Construction Surges for Apartment Units

There's a Run on Rentals in South Florida

Mike Vogel | 3/8/2012
Related - Fort Lauderdale
Related's 250-unit, 26-story rental project is planned for downtown Fort Lauderdale.

Downtown Fort Lauderdale this year will see a surge of construction — the first of hundreds of apartment units developers have in the works. Apartment projects also are under way in suburban Broward and Palm Beach County.

"A lot of people are trying to get ramped up," says Steve Patterson, president and CEO of Related Development, an affiliate of Miami condo developer Jorge Perez's Related Group.

Rental projects have found receptive audiences among lenders and consumers.

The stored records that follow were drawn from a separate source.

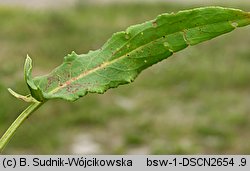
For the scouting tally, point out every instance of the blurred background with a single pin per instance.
(196, 102)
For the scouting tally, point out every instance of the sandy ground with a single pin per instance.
(67, 3)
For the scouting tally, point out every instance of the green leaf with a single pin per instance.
(127, 53)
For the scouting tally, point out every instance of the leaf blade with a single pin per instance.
(127, 53)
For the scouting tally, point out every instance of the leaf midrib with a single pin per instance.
(85, 73)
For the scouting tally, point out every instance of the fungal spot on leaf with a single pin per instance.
(185, 37)
(70, 57)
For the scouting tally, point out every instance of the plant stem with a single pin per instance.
(19, 120)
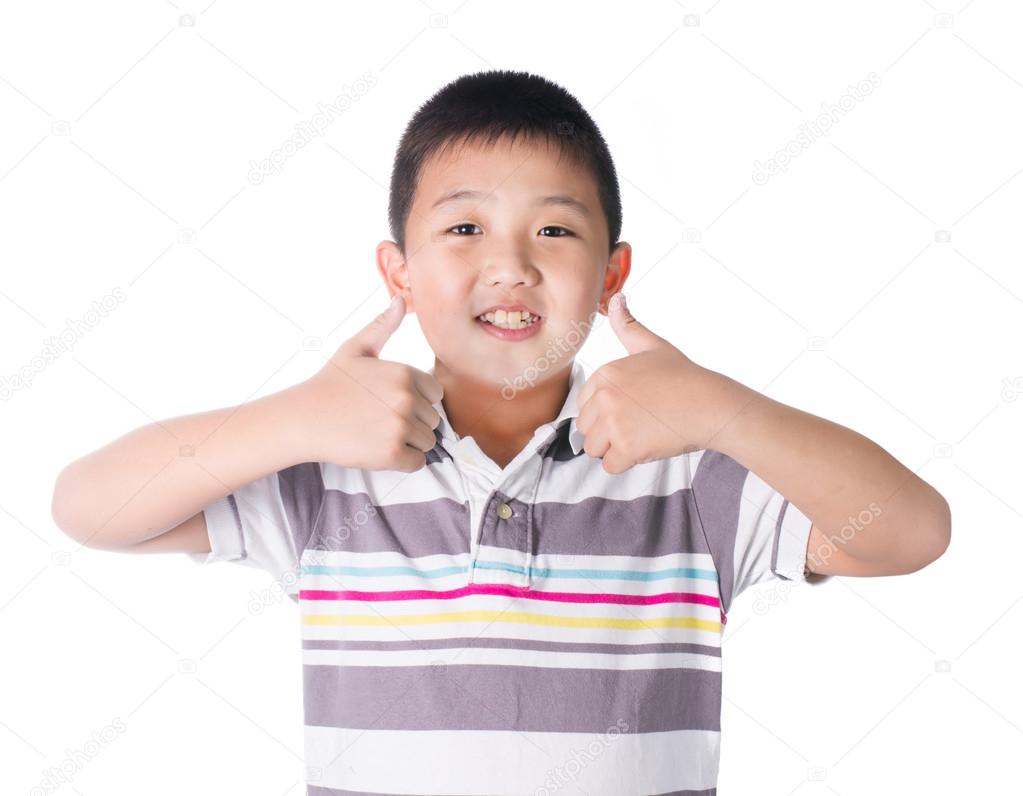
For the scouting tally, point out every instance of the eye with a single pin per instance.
(460, 226)
(566, 231)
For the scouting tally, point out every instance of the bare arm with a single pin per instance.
(161, 476)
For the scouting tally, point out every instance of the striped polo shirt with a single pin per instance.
(544, 628)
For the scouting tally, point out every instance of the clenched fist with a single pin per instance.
(365, 412)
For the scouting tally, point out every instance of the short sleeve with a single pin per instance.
(267, 523)
(754, 532)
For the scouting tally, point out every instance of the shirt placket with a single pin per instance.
(498, 517)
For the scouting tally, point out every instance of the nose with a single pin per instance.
(508, 270)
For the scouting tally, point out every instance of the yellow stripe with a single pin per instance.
(513, 616)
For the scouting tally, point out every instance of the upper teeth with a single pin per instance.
(515, 319)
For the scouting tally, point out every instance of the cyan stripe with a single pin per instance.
(616, 574)
(549, 572)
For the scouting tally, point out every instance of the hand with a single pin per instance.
(362, 411)
(654, 403)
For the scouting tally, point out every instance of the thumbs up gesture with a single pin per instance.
(363, 411)
(654, 403)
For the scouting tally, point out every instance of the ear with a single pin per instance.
(393, 269)
(619, 265)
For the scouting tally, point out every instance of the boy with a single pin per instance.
(512, 578)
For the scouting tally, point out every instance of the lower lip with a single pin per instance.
(510, 335)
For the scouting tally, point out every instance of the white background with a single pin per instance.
(876, 282)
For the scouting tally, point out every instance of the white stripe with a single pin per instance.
(490, 629)
(459, 762)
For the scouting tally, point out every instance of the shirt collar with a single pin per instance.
(569, 411)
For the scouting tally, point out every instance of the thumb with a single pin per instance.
(634, 336)
(369, 341)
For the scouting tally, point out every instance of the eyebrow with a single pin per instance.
(558, 200)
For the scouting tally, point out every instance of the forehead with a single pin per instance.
(518, 170)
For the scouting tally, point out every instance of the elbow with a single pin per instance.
(935, 540)
(62, 507)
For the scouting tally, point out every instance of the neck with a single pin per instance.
(479, 409)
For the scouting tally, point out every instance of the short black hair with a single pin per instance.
(486, 106)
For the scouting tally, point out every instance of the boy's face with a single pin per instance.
(503, 246)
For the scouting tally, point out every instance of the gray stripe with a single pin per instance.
(646, 526)
(643, 527)
(717, 487)
(520, 698)
(302, 492)
(711, 792)
(353, 524)
(513, 644)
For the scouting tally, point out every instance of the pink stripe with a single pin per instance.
(553, 596)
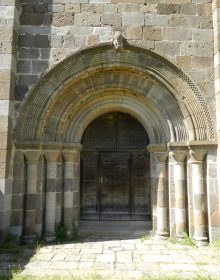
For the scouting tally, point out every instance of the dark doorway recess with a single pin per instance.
(115, 170)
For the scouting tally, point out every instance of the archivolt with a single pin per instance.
(100, 79)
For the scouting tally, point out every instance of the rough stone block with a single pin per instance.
(24, 66)
(5, 61)
(92, 40)
(156, 20)
(134, 33)
(184, 21)
(56, 8)
(132, 19)
(168, 48)
(69, 41)
(105, 33)
(41, 41)
(197, 48)
(39, 66)
(72, 8)
(6, 33)
(148, 8)
(184, 62)
(27, 80)
(203, 35)
(5, 76)
(32, 18)
(152, 33)
(48, 19)
(177, 34)
(26, 40)
(188, 9)
(56, 41)
(86, 19)
(201, 63)
(20, 92)
(128, 7)
(58, 19)
(111, 19)
(206, 22)
(204, 9)
(93, 8)
(28, 53)
(168, 9)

Condos are a tough sell to lenders, but "if you tell them you have an apartment deal, everybody wants to sit down with you," says Jack McCabe of real estate analysis firm McCabe Research & Consulting.

The supply of condos has been limited in Fort Lauderdale because the number of units allowed to be built in the city has been capped and the market also was less of a draw to international buyers and condo developers generally during the boom. Now demographics — Baby Boomers' offspring are in prime rental age and plenty of people can't get or don't want a mortgage — are stoking demand for apartments.

Related expects to break ground this year on a 250-unit, 26-story luxury rental project downtown on the New River and on a 390-unit luxury rental project on Federal Highway. The company also is building a 197-unit, luxury midrise rental project in Plantation and recently won approval of a 130-unit, 19-story oceanfront condo in Pompano Beach. In West Palm Beach, Related is trying to get approval to rezone a site to allow 506 units.

Related builds its apartments with an eye toward being able to convert them to condos, but "it's not necessarily our primary or only exit strategy," Patterson says. Related Group Vice President Patrick Campbell says there's a "strong market" for equity firms buying rental communities.

The activity comes as other developer-investors have moved into downtown. Cymbal Development of Miami bought a six-acre site out of bankruptcy court. It plans a mixed-use project. And a local investor plans to renovate the Las Olas Riverfront retail-entertainment project on the north bank.